A better grumpy fuzzball cake: just one of the many reasons I love buttercream more than fondant

Last September, I baked a grumpy fuzzball cake for SIPB. That grumpy fuzzball cake was frosted primarily with rolled fondant, a dough-like frosting that is made with gelatin, food-grade glycerine, and the usual frosting suspects. But I don't love the taste or texture of fondant. And I really hated working with it.

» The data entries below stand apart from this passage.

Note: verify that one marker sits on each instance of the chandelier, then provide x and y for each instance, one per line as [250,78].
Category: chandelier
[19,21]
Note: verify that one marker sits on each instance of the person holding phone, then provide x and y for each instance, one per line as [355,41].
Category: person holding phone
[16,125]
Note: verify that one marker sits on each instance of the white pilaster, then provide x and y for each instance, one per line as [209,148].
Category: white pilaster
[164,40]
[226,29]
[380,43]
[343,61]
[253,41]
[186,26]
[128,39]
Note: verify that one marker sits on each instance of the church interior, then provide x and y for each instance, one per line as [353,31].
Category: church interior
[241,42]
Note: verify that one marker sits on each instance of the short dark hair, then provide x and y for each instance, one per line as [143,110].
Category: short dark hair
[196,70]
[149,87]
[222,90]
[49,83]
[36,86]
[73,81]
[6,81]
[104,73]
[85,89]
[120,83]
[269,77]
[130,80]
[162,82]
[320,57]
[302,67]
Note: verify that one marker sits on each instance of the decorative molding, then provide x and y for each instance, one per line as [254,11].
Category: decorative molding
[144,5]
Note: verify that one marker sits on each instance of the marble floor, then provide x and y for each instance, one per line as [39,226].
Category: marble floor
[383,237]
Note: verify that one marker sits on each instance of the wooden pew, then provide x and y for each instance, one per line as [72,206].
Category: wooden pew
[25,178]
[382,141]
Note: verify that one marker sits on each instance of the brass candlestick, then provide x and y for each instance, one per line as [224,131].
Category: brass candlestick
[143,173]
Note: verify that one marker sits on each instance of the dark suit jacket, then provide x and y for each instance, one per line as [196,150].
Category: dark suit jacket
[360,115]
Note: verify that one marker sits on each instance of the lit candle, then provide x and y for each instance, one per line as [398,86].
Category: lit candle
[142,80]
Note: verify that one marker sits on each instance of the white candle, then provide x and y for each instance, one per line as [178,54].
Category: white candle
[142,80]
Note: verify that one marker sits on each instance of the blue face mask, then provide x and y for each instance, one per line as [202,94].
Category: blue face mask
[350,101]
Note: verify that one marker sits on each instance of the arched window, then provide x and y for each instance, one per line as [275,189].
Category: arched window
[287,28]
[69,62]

So when I decided to make another grumpy fuzzball cake for SIPB, I opted to use only buttercream:

Buttercream grumpy fuzzball cake

I like to think it turned out much better than its predecessor. The random fuzz looks more cohesive and even grumpier, the cake is rounder (okay, that has nothing to do with my frosting choice and everything to do with the fact that it's a five layer cake), the eyes look and cut better in buttercream than white chocolate, and the frosting tasted better because it was texturally lighter (and made from butter). The contrast of the plain, smooth white shoes with the chaotic black fuzzball turned out exactly the way I wanted it to.

Even grumpier than with fondant!

What all went into this grumpy fuzzball? Five differently-sized sour cream chocolate cake rounds, two miniature white cake loafs, raspberry filling, about 2 quarts of black dark chocolate buttercream frosting, about a quart of vanilla buttercream frosting, and more than a handful of hours of labor. But completely worth it.